Within-Group Comparisons
For the WNL group and the group with global alexia, paired t tests revealed no significant within-group differences in semantic and phonologic performance (p = .30 and p = .58, respectively). Within both the groups with phonological alexia and deep alexia, semantic abilities were significantly superior to phonologic abilities, t(22) =4.66, p ≤ .001, and t(3) = 3.57, p = .04, respectively (see Figure 4).
Figure 4.
Within-group differences on non-orthographic semantic and phonologic performance. Error bars represent standard error. WNL = within normal limits; ** = statistically significant within-group difference.
Post Hoc Analysis
During visual analysis of the data, individuals with the largest discrepancy between semantic and phonologic abilities (S-P score) appeared to also have the largest lexicality effect or discrepancy between real-word and nonword reading ability (RW-NW score). In order to explore this observation, a simple linear regression model with S-P score predicting RW-NW score was performed with a statistically nonsignificant outcome (p = .06).
Discussion
Motivated by the PSH, this study investigated how non-orthographic semantic, phonologic, and syntactic abilities inform reading performance in 43 individuals with chronic, stroke-induced aphasia. The current work examined the relationship between non-orthographic language abilities and (a) oral reading abilities, (b) silent reading comprehension abilities, and (c) alexia severity. Results are interpreted per research question before general discussion.
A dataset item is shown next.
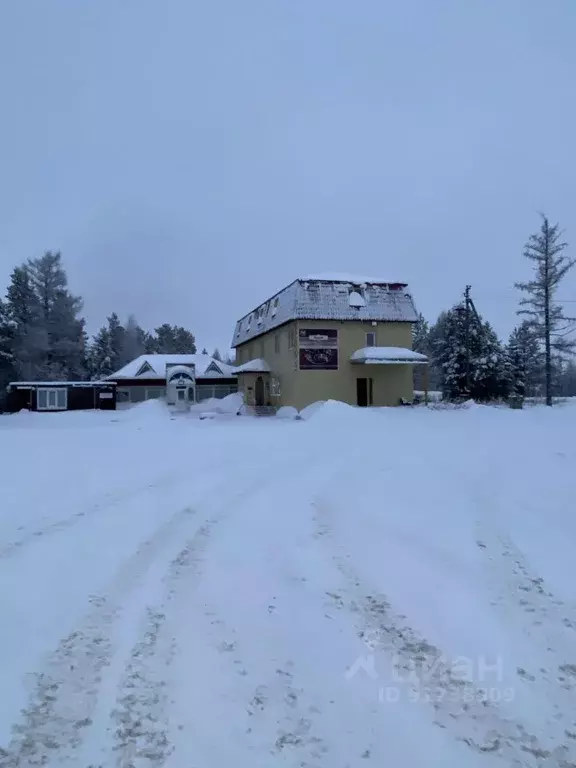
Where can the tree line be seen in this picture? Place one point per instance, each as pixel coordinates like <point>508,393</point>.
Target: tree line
<point>43,335</point>
<point>468,360</point>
RQ 1: Relationship Between Non-Orthographic Language Abilities and Oral Reading
Semantic Influence on Oral Reading
The correlation and regression analyses indicate that non-orthographic semantic abilities are highly related to oral reading abilities in aphasia. Consistent with previous work (Crisp & Lambon Ralph, 2006), the auditory synonym judgment and comprehension of verbs and adjectives tasks showed stronger correlations with oral reading, whereas word-to-picture matching and picture association tasks showed weaker correlations. This pattern suggests picture-based semantic tasks, which primarily tap conceptual–semantic knowledge, are not closely related to oral reading ability. The semantic composite score was significantly predictive of overall oral reading ability (i.e., all word types combined) with the greatest impact on real-word reading (irregular > regular) and smaller, yet significant, influences on pseudohomophone and nonword reading.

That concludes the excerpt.